While you're at it: consider moving the lists to the devguide, so the
PEP would only contain the general process & criteria.
Why the devguide? I view the list of platforms as important for public consumption as for the core dev team to know what to (not) accept PRs for.
> Tier 1 is the stuff we run CI against: latest Windows, latest macOS,
> Linux w/ the latest glibc (I don't know of a better way to define Linux
> support as I don't know if a per-distro list is the right abstraction).
> These are platforms we won't even let code be committed for if they
> would break; they block releases if they don't work. These platforms we
> all implicitly promise to support.
>
> Tier 2 is the platforms we would revert a change within 24 hours if they
> broke: latest FeeBSD, older Windows, older macOS, Linux w/ older
> glibc.This is historically the "stable buildbot plus a core dev" group
> of platforms. The change I would like to see is two core devs (in case
> one is on vacation), and a policy as to how a platform ends up here
> (e.g. SC must okay it based on consensus of everyone). The stable
> buildbot would still be needed to know if a release is blocked as we
> would hold a release up if they were red. The platform and the core devs
> supporting these platforms would be listed in PEP 11.

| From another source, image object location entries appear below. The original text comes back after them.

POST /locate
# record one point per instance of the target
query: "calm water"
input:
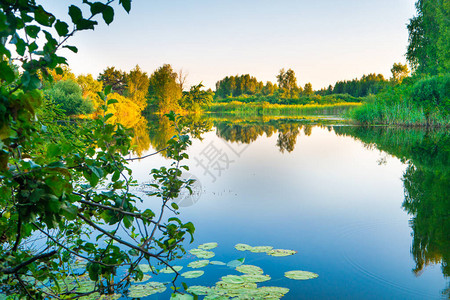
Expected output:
(366, 208)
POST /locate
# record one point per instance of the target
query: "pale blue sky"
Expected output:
(322, 41)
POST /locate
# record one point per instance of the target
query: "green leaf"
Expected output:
(75, 14)
(42, 17)
(32, 30)
(62, 28)
(126, 4)
(108, 14)
(71, 48)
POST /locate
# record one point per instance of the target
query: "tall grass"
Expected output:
(266, 109)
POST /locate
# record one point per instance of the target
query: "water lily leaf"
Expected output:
(193, 274)
(181, 297)
(234, 279)
(110, 297)
(255, 277)
(202, 253)
(217, 263)
(168, 270)
(208, 246)
(144, 279)
(261, 249)
(199, 290)
(144, 290)
(281, 252)
(300, 275)
(235, 263)
(145, 268)
(249, 269)
(243, 247)
(198, 264)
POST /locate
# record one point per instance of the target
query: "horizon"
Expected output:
(258, 38)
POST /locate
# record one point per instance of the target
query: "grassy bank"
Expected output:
(425, 102)
(266, 109)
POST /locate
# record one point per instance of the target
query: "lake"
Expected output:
(366, 208)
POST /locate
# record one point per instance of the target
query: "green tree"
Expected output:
(137, 86)
(399, 72)
(429, 37)
(68, 183)
(163, 90)
(196, 98)
(308, 89)
(117, 79)
(69, 96)
(287, 83)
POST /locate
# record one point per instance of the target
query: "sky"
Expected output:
(323, 41)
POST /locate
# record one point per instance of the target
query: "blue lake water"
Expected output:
(319, 190)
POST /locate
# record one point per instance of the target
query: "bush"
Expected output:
(69, 96)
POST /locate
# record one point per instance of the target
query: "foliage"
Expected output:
(195, 99)
(235, 86)
(117, 79)
(69, 96)
(137, 87)
(67, 184)
(163, 90)
(429, 37)
(399, 72)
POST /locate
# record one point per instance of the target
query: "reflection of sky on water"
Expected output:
(329, 199)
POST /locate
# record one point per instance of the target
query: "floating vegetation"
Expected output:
(234, 279)
(145, 268)
(199, 290)
(144, 279)
(193, 274)
(255, 278)
(168, 270)
(261, 249)
(300, 275)
(217, 263)
(207, 246)
(145, 290)
(243, 247)
(249, 269)
(281, 252)
(202, 253)
(236, 263)
(198, 264)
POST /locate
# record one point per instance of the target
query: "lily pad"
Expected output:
(249, 269)
(208, 246)
(198, 264)
(193, 274)
(233, 279)
(243, 247)
(144, 279)
(261, 249)
(202, 253)
(199, 290)
(281, 252)
(217, 263)
(145, 268)
(168, 270)
(255, 277)
(236, 263)
(300, 275)
(144, 290)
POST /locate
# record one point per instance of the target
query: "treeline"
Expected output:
(246, 88)
(424, 98)
(135, 90)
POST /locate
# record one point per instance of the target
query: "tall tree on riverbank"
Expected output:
(163, 90)
(287, 83)
(429, 37)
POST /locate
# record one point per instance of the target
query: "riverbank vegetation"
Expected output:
(424, 98)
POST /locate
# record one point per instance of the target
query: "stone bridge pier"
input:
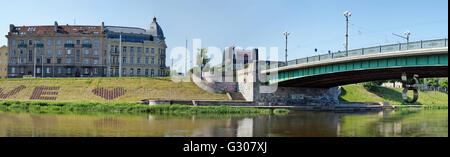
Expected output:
(255, 88)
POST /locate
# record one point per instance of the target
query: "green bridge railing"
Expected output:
(373, 50)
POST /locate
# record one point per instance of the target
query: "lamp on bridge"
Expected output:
(347, 14)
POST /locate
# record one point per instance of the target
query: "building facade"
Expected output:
(143, 52)
(84, 51)
(3, 61)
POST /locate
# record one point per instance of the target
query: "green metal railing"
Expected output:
(374, 50)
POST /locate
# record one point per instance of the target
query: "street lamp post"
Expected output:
(286, 33)
(347, 14)
(407, 33)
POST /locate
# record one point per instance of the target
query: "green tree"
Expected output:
(443, 83)
(202, 60)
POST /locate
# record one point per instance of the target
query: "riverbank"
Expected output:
(101, 90)
(393, 96)
(130, 108)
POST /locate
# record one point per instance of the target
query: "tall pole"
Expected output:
(347, 14)
(286, 34)
(185, 62)
(42, 65)
(34, 62)
(120, 54)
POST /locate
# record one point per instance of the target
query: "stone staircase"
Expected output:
(236, 96)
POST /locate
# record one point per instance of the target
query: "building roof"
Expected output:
(155, 30)
(118, 29)
(65, 29)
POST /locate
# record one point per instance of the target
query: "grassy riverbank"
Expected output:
(127, 108)
(132, 90)
(357, 93)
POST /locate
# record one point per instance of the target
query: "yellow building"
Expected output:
(3, 61)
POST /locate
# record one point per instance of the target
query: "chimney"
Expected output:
(11, 28)
(56, 27)
(103, 26)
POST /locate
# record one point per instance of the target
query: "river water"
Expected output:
(411, 123)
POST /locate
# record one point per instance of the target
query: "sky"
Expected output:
(247, 23)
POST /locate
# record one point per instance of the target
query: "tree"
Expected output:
(443, 83)
(202, 60)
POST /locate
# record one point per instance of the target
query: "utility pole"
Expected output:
(185, 62)
(347, 14)
(286, 34)
(34, 62)
(120, 54)
(42, 65)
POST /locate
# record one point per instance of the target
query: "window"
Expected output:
(131, 71)
(95, 43)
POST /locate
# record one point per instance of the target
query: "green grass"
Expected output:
(123, 108)
(137, 89)
(393, 96)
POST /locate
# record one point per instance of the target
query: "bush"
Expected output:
(443, 83)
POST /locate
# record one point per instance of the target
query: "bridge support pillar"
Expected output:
(410, 86)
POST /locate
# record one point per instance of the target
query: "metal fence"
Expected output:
(374, 50)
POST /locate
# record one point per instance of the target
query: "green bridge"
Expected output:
(423, 58)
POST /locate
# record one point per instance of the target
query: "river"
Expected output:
(410, 123)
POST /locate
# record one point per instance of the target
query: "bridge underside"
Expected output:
(357, 76)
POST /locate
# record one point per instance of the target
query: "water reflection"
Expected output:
(298, 124)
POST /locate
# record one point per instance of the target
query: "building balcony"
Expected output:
(87, 45)
(69, 45)
(22, 46)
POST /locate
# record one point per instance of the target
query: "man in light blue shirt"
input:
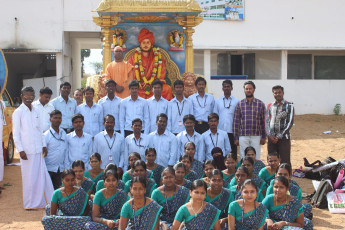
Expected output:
(164, 142)
(189, 135)
(225, 108)
(178, 107)
(56, 141)
(137, 141)
(109, 144)
(133, 107)
(203, 104)
(79, 142)
(111, 103)
(157, 104)
(66, 105)
(92, 112)
(215, 137)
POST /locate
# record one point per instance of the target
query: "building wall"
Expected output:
(269, 25)
(31, 24)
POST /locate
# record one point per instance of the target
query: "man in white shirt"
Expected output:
(44, 108)
(111, 103)
(78, 96)
(164, 142)
(137, 141)
(203, 104)
(189, 135)
(56, 141)
(215, 137)
(157, 104)
(178, 107)
(29, 141)
(92, 112)
(225, 108)
(133, 107)
(66, 105)
(79, 142)
(109, 144)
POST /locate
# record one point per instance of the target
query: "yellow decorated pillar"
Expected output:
(106, 22)
(188, 22)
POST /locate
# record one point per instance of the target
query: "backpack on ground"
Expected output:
(319, 199)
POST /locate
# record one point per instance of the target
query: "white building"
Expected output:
(297, 44)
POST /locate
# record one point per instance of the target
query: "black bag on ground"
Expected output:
(319, 199)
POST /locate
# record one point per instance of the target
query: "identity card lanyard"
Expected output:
(135, 227)
(212, 140)
(204, 102)
(135, 140)
(227, 107)
(178, 107)
(59, 139)
(110, 147)
(166, 198)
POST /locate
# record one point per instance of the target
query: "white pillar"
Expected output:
(283, 64)
(207, 64)
(76, 65)
(59, 71)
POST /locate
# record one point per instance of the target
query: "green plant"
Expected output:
(337, 109)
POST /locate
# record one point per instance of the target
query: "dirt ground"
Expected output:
(308, 141)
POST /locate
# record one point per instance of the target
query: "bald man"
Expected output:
(121, 72)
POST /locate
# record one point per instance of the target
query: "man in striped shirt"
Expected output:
(249, 121)
(279, 121)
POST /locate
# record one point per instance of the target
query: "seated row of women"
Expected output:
(172, 205)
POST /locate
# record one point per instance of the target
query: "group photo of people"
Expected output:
(135, 163)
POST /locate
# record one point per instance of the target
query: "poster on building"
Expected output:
(229, 10)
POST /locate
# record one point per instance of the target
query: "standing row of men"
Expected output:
(199, 119)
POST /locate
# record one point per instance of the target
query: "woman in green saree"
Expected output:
(140, 212)
(197, 213)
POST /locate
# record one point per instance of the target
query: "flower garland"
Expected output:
(139, 69)
(172, 40)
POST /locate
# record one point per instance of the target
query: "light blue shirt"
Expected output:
(111, 107)
(155, 108)
(129, 110)
(176, 111)
(220, 139)
(93, 118)
(183, 138)
(225, 108)
(67, 109)
(79, 148)
(111, 149)
(134, 145)
(202, 106)
(166, 147)
(57, 147)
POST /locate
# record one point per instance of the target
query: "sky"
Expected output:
(95, 56)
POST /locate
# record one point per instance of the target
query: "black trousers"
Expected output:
(56, 179)
(201, 126)
(233, 146)
(283, 148)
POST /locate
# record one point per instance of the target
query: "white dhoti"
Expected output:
(37, 185)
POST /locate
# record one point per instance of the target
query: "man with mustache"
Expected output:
(249, 121)
(279, 121)
(30, 143)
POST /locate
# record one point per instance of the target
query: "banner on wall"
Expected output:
(229, 10)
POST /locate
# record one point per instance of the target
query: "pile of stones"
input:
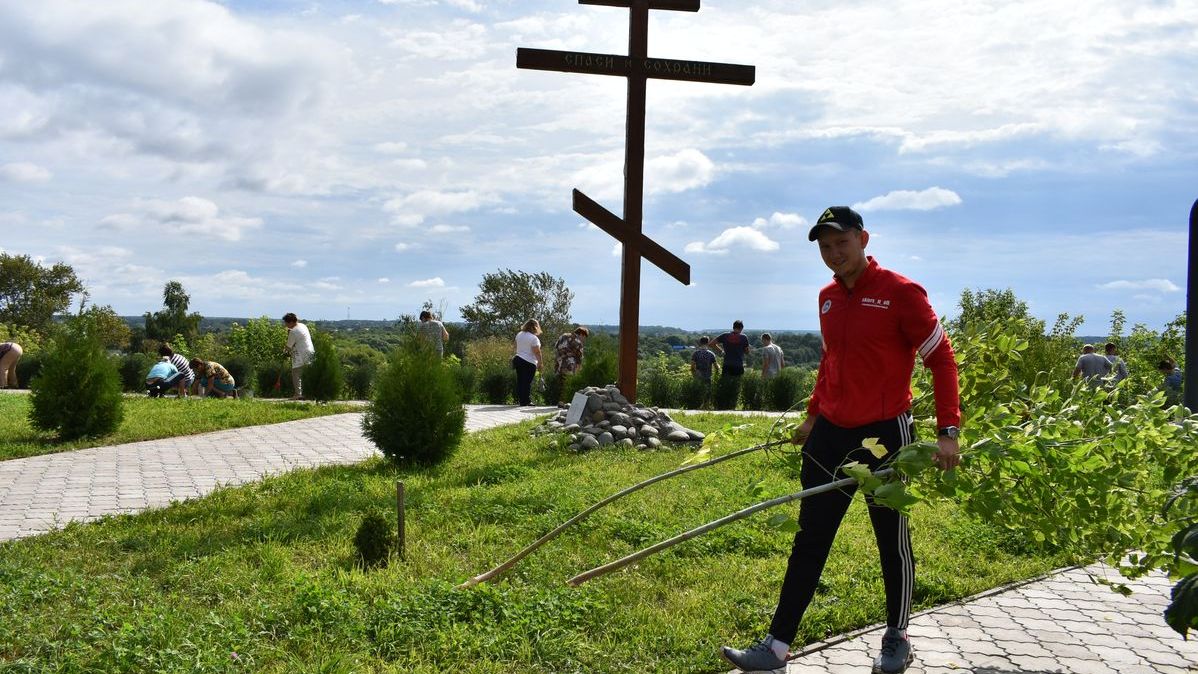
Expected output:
(610, 419)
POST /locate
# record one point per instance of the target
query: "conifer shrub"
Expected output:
(78, 390)
(497, 384)
(415, 416)
(374, 540)
(270, 374)
(324, 378)
(751, 386)
(726, 392)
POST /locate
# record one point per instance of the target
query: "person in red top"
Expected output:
(873, 323)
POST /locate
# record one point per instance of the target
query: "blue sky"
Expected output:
(364, 156)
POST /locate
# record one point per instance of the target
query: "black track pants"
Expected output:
(820, 516)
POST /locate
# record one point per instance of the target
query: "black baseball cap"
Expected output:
(840, 218)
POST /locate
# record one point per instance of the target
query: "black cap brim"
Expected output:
(830, 224)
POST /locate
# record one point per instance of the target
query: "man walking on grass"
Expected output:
(300, 348)
(872, 322)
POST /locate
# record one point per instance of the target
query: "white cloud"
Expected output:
(1159, 285)
(681, 171)
(436, 281)
(187, 216)
(780, 220)
(908, 200)
(24, 172)
(415, 207)
(731, 238)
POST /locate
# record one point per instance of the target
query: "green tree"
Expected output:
(173, 319)
(30, 295)
(506, 299)
(112, 329)
(260, 342)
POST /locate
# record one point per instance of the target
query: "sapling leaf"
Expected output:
(894, 495)
(915, 457)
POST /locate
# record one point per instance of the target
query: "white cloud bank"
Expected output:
(24, 172)
(187, 216)
(907, 200)
(436, 281)
(1159, 285)
(732, 238)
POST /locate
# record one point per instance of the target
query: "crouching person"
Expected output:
(212, 378)
(164, 375)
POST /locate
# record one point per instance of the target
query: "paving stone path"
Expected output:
(43, 492)
(1057, 625)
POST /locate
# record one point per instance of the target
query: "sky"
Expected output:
(355, 158)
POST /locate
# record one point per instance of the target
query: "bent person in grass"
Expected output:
(873, 322)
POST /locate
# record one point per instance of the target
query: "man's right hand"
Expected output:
(803, 431)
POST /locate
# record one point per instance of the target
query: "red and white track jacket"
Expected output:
(871, 335)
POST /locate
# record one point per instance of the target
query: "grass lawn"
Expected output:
(151, 419)
(262, 577)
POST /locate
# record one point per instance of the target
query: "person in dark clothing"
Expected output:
(733, 346)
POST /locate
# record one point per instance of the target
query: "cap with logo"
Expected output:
(840, 218)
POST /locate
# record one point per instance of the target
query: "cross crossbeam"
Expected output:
(637, 67)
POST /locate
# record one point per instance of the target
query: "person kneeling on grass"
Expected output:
(212, 378)
(164, 375)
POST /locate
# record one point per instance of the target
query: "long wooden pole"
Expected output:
(1191, 372)
(697, 532)
(512, 562)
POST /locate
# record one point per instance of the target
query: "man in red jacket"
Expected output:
(873, 322)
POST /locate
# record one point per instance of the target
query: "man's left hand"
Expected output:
(948, 456)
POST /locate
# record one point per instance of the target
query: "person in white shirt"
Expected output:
(300, 348)
(770, 357)
(527, 359)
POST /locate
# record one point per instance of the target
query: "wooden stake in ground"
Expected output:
(400, 533)
(639, 68)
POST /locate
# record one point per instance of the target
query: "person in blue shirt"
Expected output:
(164, 375)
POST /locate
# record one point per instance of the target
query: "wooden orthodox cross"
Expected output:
(637, 67)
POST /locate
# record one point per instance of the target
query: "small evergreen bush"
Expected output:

Do we need two core devs to revert changes?
No, but consider you are trying to land something before b1 and a tier 2 platform keeps failing. You have no idea why, but e.g. Victor is on vacation and is unavailable to help. I personally wouldn't want to wait until the next version of Python just because a platform we say we support had its expert take an inconvenient vacation.
What are the duties of someone listed for a platform, anyway?
I would expect they would be the reviewer of PRs for that platform. Also domain expert to help out with questions as they arise if their platform could potentially block a release or feature getting in.